Diana Tahchieva for Innovation Process Technology AG (ipt)

Posted on Feb 24

Data Governance with dbt, Terraform, and Dataplex: A Practical Guide to BigQuery Policy Tags

#datagovernance #googlecloud #terraform #dbt

Welcome to a hands-on guide for implementing BigQuery Policy Tags, an important feature for data governance. If you're new to Google Cloud Platform (GCP) and have heard of dbt, Terraform, and Data Catalog but aren't sure how they work together, this tutorial provides a simple, practical example. We'll apply policy tags to a sample clients table in BigQuery to enforce data governance.

What Are Policy Tags?
Policy Tags are classification labels for data in BigQuery, helping manage privacy, compliance, and access control. These tags are particularly important in industries like healthcare and finance, where data sensitivity is a key concern.
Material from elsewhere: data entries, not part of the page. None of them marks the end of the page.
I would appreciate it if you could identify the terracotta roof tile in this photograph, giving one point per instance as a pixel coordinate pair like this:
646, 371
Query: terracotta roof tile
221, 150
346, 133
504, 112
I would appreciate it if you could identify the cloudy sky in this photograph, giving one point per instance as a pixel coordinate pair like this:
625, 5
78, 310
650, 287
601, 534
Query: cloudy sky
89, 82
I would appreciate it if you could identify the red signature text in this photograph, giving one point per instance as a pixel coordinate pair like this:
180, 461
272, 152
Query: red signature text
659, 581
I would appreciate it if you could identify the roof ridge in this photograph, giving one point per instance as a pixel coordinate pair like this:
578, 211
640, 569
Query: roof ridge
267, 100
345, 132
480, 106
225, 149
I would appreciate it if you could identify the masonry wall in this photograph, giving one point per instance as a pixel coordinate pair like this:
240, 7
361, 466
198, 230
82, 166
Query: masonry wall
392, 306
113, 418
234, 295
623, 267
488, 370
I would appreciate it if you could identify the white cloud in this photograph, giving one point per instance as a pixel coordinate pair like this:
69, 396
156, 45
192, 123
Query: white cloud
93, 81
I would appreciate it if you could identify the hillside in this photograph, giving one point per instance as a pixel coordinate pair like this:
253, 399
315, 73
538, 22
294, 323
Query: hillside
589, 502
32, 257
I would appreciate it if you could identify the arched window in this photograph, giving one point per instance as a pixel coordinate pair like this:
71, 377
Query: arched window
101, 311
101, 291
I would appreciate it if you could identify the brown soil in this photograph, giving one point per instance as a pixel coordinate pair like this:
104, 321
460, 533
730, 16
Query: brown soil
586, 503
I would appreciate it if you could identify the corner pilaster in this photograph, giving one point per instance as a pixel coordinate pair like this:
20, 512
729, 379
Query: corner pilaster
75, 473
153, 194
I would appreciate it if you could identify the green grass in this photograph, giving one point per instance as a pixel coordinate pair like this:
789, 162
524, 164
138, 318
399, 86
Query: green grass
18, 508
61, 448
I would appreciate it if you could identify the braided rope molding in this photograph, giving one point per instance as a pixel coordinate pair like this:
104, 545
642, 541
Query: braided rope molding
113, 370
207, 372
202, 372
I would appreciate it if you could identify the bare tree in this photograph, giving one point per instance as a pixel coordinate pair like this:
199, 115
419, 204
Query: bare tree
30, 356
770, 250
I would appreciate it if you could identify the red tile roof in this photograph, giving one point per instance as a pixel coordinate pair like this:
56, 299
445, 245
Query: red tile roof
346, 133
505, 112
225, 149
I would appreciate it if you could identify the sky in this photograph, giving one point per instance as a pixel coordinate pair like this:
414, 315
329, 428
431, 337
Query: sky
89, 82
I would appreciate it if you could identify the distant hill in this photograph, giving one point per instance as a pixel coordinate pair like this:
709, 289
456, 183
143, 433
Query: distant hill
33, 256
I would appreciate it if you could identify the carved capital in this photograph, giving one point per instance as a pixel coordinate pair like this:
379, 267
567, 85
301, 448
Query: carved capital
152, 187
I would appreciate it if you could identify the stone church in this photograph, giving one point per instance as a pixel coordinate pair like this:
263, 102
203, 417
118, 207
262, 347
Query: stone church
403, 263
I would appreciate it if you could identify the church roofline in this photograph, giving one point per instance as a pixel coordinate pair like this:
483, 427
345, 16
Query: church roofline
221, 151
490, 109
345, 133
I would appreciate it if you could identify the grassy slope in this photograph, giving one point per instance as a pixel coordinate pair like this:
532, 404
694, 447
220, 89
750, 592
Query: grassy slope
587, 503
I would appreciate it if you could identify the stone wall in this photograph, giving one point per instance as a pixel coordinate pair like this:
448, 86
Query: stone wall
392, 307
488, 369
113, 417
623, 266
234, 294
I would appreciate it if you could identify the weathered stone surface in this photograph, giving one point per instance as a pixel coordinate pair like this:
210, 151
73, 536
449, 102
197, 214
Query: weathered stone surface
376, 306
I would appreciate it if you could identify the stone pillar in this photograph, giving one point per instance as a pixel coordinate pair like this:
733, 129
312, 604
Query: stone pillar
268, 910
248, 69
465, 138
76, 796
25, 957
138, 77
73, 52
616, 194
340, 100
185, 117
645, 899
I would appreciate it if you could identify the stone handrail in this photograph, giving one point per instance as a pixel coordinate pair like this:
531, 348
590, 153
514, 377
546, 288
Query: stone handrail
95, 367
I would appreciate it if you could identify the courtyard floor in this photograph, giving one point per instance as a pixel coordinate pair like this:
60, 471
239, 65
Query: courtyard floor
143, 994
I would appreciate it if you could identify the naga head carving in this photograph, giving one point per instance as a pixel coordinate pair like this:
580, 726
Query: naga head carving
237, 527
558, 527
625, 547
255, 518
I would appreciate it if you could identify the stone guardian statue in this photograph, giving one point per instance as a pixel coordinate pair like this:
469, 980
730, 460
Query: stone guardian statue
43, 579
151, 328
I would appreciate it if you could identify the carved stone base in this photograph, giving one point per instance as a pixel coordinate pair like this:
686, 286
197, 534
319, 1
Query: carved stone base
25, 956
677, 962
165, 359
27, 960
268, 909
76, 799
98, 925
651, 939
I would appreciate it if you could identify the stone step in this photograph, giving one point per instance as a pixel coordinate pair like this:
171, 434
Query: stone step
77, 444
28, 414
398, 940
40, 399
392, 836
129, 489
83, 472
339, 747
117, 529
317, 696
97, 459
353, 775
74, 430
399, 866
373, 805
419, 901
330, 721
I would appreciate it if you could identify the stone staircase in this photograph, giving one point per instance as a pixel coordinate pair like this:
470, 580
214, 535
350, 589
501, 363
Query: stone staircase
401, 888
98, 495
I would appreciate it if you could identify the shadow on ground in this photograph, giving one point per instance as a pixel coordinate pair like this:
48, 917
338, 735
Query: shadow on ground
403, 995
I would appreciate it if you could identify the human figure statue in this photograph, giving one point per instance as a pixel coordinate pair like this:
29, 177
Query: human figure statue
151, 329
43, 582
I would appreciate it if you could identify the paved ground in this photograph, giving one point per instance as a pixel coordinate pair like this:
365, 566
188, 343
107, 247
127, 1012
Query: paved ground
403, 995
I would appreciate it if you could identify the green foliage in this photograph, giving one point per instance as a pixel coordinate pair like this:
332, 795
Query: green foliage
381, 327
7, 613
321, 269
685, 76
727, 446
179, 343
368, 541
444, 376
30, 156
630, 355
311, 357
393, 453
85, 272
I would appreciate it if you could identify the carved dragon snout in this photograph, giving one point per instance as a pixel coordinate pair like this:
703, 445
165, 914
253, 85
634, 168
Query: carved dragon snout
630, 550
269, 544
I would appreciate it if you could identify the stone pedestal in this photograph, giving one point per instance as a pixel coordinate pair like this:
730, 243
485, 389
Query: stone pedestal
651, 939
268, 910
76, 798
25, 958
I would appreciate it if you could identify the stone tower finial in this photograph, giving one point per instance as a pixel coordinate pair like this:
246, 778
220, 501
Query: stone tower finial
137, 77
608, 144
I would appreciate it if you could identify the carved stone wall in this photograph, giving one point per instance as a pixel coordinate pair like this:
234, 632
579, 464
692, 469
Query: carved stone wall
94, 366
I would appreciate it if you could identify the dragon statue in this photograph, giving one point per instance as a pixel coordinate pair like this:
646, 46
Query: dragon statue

Why Use dbt, Terraform, and Dataplex for Policy Tag Management?
Using dbt and Terraform to define Policy Tags as code, and Dataplex for governance, you can keep track of changes, facilitate team collaboration, audit activities, and easily roll back to previous configurations.
Additionally, you can consistently manage Policy Tags across multiple datasets and projects, reducing manual labor. Automation through these tools minimizes human error and ensures policy tags are consistently applied.
While dbt integrates seamlessly into existing data pipelines, applying Policy Tags during data transformation and modeling, dataplex unifies governance across various data stores.

Understanding the Tools

Let us have a closer look at what are dbt, terraform and dataplex.
• dbt (Data Build Tool) is an open-source tool for transforming and modeling data within your data warehouse (like BigQuery). dbt enables you to write a more maintainable SQL code and allows you to attach metadata, such as Policy Tags, to your data transformations. Additionally, as the objects in BigQuery can be referenced, dbt is able to make a Directed Acyclic Graph of the entire data platform, based on which we can observe all dependencies among the data.
• Terraform is an Infrastructure as Code (IaC) tool that lets you define and manage your cloud infrastructure using configuration files. Terraform automates the provisioning and management of resources including enabling APIs, managing permissions, and creating Policy Taxonomies and Tags.
• Dataplex is a Google Cloud service that provides unified data governance and management. It helps discover, organize, and manage data assets, ensuring consistent data handling and enforcement of Policy Tags.

How They Work Together

OK, now that we know what dbt, Terraform, and Dataplex are, let's explore how they work together.
Terraform establishes the required infrastructure and permissions for managing Policy Tags by creating taxonomies and tags within Google Cloud Data Catalog. At the same time, dbt handles data transformation in BigQuery, applying Policy Tags to specific columns within your models. The meta section in the dbt model facilitates metadata association, ensuring proper organization and governance. Meanwhile, Dataplex functions as a centralized governance layer, maintaining consistency in the application and monitoring of Policy Tags across all data assets. Together, these tools create a seamless, scalable, and automated data governance system that enhances visibility, reduces manual effort, and minimizes the risk of human error.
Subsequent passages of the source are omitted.